Dr Lewis Jayes
Teaching
Course Convenor: PSY2019 Professional Skills and Applied Psychology
Course Convenor: PSY2014 Cognitive Psychlogy with Research Methods 2
Course Convenor: BMS2064 Foundations of Sports Psychology
Course Convenor: PSY1022 Conceptual and Historical Issues in Psychology
Course Convenor: PSYM095 Conceptual and Historical Issues in Psychology
Contributor: PSY1017 Cognitive Psychology with Research Methods 1
Contributor: PSYM112 Cognitive Psychology with Research Methods 1
Contributor: PSY0003 Thinking Psychologically
Publications
It has previously been shown that readers spend a great deal of time skim reading on the Web and that this type of reading can affect comprehension of text. Across two experiments, we examine how hyperlinks influence perceived importance of sentences and how perceived importance in turn affects reading behaviour. In Experiment 1, participants rated the importance of sentences across passages of Wikipedia text. In Experiment 2, a different set of participants read these passages while their eye movements were tracked, with the task being either reading for comprehension or skim reading. Reading times of sentences were analysed in relation to the type of task and the importance ratings from Experiment 1. Results from Experiment 1 show readers rated sentences without hyperlinks as being of less importance than sentences that did feature hyperlinks, and this effect is larger when sentences are lower on the page. It was also found that short sentences with more links were rated as more important, but only when they were presented at the top of the page. Long sentences with more links were rated as more important regardless of their position on the page. In Experiment 2, higher importance scores resulted in longer sentence reading times, measured as fixation durations. When skim reading, however, importance ratings had a lesser impact on online reading behaviour than when reading for comprehension. We suggest readers are less able to establish the importance of a sentence when skim reading, even though importance could have been assessed by information that would be fairly easy to extract (i.e. presence of hyperlinks, length of sentences, and position on the screen).

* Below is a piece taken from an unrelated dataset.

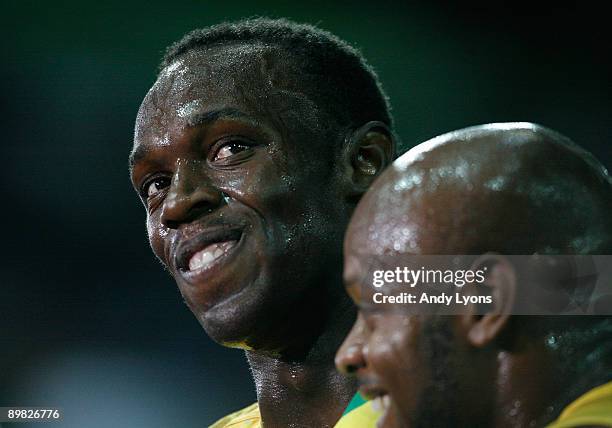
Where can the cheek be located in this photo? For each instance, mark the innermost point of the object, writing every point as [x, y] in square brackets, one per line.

Previous research has established that readers' eye movements are sensitive to the difficulty with which a word is processed. One important factor that influences processing is the fit of a word within the wider context, including its plausibility. Here we explore the influence of plausibility in counterfactual language processing. Counterfactuals describe hypothetical versions of the world but are grounded in the implication that the described events are not true. We report an eye-tracking study that examined the processing of counterfactual premises that varied the plausibility of a described action and manipulated the narrative perspective ("you" vs. "he/she"). Results revealed a comparable pattern to previous plausibility experiments. Readers were sensitive to the inconsistent thematic relation in anomalous and implausible conditions. The fact that these anomaly detection effects were evident within a counterfactual frame suggests that participants were evaluating incoming information within the counterfactual world and did not suspend processing based on an inference about reality. Interestingly, perspective modulated the speed with which anomalous but not implausible words were detected.